Helicopters ferried troops from the Army's 82nd Airborne Division to the remote, mountainous area as the hunt for Osama bin Laden and his terror network intensified, U.S. military officials said.
The operation, Valiant Strike, began with an early morning air assault near southern Kandahar, the former spiritual headquarters of the Taliban.
Radio transmissions had been detected coming from caves above the villages, military officials said.
It was the largest U.S. military operation in Afghanistan since Operation Anaconda. That eight-day battle involved hundreds of Taliban and al-Qaida fighters against thousands of American and allied Afghan troops.
There have been a series of raids on both sides of the Afghanistan-Pakistan border in the weeks since authorities captured al-Qaida's No. 3 figure, Khalid Sheikh Mohammed, in Pakistan on March 1.

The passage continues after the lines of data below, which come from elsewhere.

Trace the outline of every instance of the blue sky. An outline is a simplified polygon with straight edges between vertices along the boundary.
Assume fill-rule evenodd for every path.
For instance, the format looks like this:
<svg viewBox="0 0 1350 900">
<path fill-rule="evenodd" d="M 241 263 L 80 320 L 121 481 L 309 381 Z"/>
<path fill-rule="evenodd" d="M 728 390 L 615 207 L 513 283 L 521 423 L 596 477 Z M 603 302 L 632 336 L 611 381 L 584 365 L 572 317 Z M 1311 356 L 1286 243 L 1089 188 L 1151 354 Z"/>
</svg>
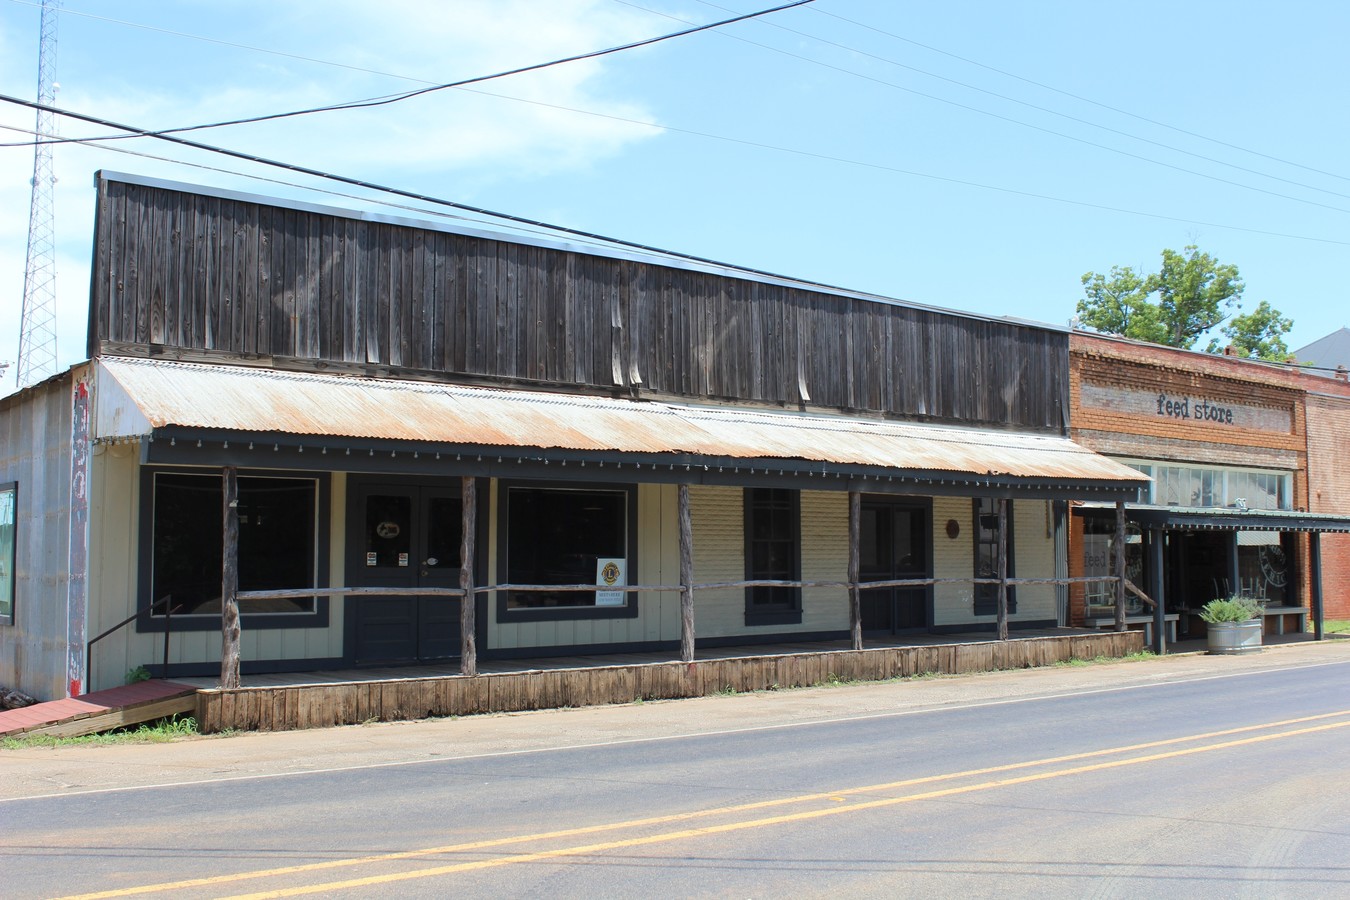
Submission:
<svg viewBox="0 0 1350 900">
<path fill-rule="evenodd" d="M 655 36 L 746 0 L 65 0 L 62 107 L 162 128 L 380 96 Z M 32 99 L 39 6 L 0 0 Z M 925 304 L 1064 324 L 1080 276 L 1198 244 L 1291 347 L 1350 325 L 1350 5 L 816 0 L 599 60 L 199 140 Z M 0 126 L 31 129 L 0 103 Z M 60 123 L 64 136 L 107 129 Z M 0 130 L 0 143 L 29 139 Z M 83 358 L 99 168 L 365 207 L 151 141 L 56 148 L 59 362 Z M 0 147 L 0 361 L 32 151 Z M 261 175 L 290 184 L 259 181 Z M 390 210 L 400 215 L 419 212 Z M 478 225 L 478 222 L 473 222 Z M 10 369 L 0 392 L 13 390 Z"/>
</svg>

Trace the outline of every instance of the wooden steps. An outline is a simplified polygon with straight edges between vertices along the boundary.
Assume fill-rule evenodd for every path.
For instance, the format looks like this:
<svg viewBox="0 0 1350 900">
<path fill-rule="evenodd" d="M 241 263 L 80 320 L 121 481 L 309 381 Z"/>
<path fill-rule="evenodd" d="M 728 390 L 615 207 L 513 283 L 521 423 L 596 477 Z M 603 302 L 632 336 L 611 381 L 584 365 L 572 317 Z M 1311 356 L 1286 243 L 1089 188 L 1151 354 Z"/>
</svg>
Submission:
<svg viewBox="0 0 1350 900">
<path fill-rule="evenodd" d="M 0 710 L 0 737 L 79 737 L 196 710 L 196 688 L 173 681 L 138 681 L 82 697 Z"/>
</svg>

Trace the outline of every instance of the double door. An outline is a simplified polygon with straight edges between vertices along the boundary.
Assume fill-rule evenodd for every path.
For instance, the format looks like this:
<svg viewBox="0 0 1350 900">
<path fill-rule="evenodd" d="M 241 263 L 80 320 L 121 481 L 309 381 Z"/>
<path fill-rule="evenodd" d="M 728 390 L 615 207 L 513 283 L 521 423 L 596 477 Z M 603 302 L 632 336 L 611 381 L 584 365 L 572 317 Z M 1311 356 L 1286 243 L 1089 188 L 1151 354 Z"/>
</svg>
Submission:
<svg viewBox="0 0 1350 900">
<path fill-rule="evenodd" d="M 362 587 L 459 586 L 458 487 L 357 483 L 348 521 L 348 580 Z M 358 665 L 399 665 L 460 655 L 460 601 L 432 595 L 358 595 L 348 606 Z"/>
<path fill-rule="evenodd" d="M 900 581 L 929 578 L 929 519 L 927 504 L 885 497 L 864 497 L 859 522 L 859 563 L 863 581 Z M 871 588 L 862 591 L 862 627 L 872 634 L 895 634 L 927 628 L 929 597 L 926 587 Z"/>
</svg>

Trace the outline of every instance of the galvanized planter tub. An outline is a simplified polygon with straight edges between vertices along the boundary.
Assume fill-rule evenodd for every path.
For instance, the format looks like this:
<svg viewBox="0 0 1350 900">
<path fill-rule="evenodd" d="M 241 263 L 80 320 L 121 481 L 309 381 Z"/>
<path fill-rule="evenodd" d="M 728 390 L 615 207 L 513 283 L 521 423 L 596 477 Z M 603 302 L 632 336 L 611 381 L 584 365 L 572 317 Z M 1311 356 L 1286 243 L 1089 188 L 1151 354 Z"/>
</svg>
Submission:
<svg viewBox="0 0 1350 900">
<path fill-rule="evenodd" d="M 1206 626 L 1209 637 L 1209 652 L 1232 656 L 1239 653 L 1259 653 L 1261 651 L 1260 619 L 1248 619 L 1246 622 L 1214 622 Z"/>
</svg>

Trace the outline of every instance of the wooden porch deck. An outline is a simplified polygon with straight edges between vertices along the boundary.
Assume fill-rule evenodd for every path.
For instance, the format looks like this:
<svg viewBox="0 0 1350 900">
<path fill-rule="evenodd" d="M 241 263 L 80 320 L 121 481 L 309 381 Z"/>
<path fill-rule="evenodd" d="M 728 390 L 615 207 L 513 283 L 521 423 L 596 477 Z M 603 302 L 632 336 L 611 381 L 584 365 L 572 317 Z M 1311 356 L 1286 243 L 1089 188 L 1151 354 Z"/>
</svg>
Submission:
<svg viewBox="0 0 1350 900">
<path fill-rule="evenodd" d="M 283 731 L 425 719 L 673 700 L 727 692 L 809 687 L 830 681 L 883 681 L 1053 665 L 1119 657 L 1144 649 L 1142 631 L 1085 629 L 991 634 L 915 635 L 869 641 L 762 644 L 700 651 L 691 663 L 671 652 L 618 653 L 483 662 L 478 675 L 458 666 L 409 666 L 257 675 L 222 690 L 215 679 L 176 679 L 200 688 L 197 723 L 224 730 Z"/>
<path fill-rule="evenodd" d="M 1098 631 L 1081 628 L 1047 628 L 1016 631 L 1009 636 L 1010 641 L 1028 638 L 1062 637 L 1071 634 L 1096 634 Z M 963 632 L 960 634 L 909 634 L 889 639 L 868 638 L 863 641 L 866 650 L 886 650 L 900 647 L 934 647 L 952 644 L 996 643 L 990 632 Z M 805 653 L 823 653 L 851 651 L 847 640 L 837 641 L 800 641 L 773 644 L 743 644 L 733 647 L 696 648 L 694 659 L 708 662 L 723 659 L 748 659 L 755 657 L 792 656 Z M 579 656 L 546 656 L 526 659 L 489 659 L 478 660 L 479 675 L 507 675 L 512 673 L 543 672 L 558 669 L 603 669 L 616 666 L 642 666 L 661 663 L 678 663 L 678 650 L 661 650 L 645 653 L 596 653 Z M 448 678 L 459 676 L 459 662 L 447 661 L 434 665 L 381 666 L 359 669 L 330 669 L 314 672 L 275 672 L 260 675 L 245 675 L 242 687 L 302 687 L 321 684 L 351 684 L 370 681 L 405 681 L 416 678 Z M 200 678 L 175 677 L 180 684 L 189 684 L 201 690 L 213 690 L 220 686 L 215 676 Z"/>
</svg>

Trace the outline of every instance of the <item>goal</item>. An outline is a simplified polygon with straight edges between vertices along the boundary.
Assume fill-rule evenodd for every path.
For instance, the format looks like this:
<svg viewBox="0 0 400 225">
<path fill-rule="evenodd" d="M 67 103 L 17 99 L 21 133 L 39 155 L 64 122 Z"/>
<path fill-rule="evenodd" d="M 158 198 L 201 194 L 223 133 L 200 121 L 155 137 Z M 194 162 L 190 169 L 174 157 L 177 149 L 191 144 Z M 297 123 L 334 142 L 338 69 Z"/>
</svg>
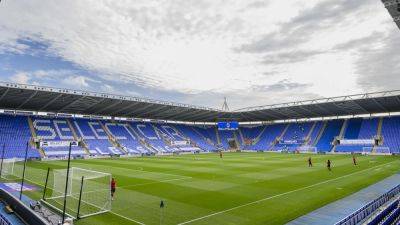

Authorities have said Mohammed, an alleged mastermind of the Sept. 11 terrorist attacks, is giving information to U.S. interrogators and have said some of the subsequent arrests came as a result of Mohammed's capture.
There have been increased attacks on Afghan government posts in southern Afghanistan in recent weeks. The authorities have blamed remnants of Taliban, al-Qaida and loyalists of Gulbuddin Hekmatyar, a renegade rebel commander labeled a terrorist by the United States.
In southern Afghanistan Wednesday, Taliban soldiers ambushed an Afghan government post, killing three Afghan soldiers, a security official said.
The soldiers at Sherabik post, near the Pakistan border, were ambushed and their throats slit by attacking Taliban, said Abdul Razzak Panjshiri, security chief of Spinboldak. Five Taliban attackers were arrested.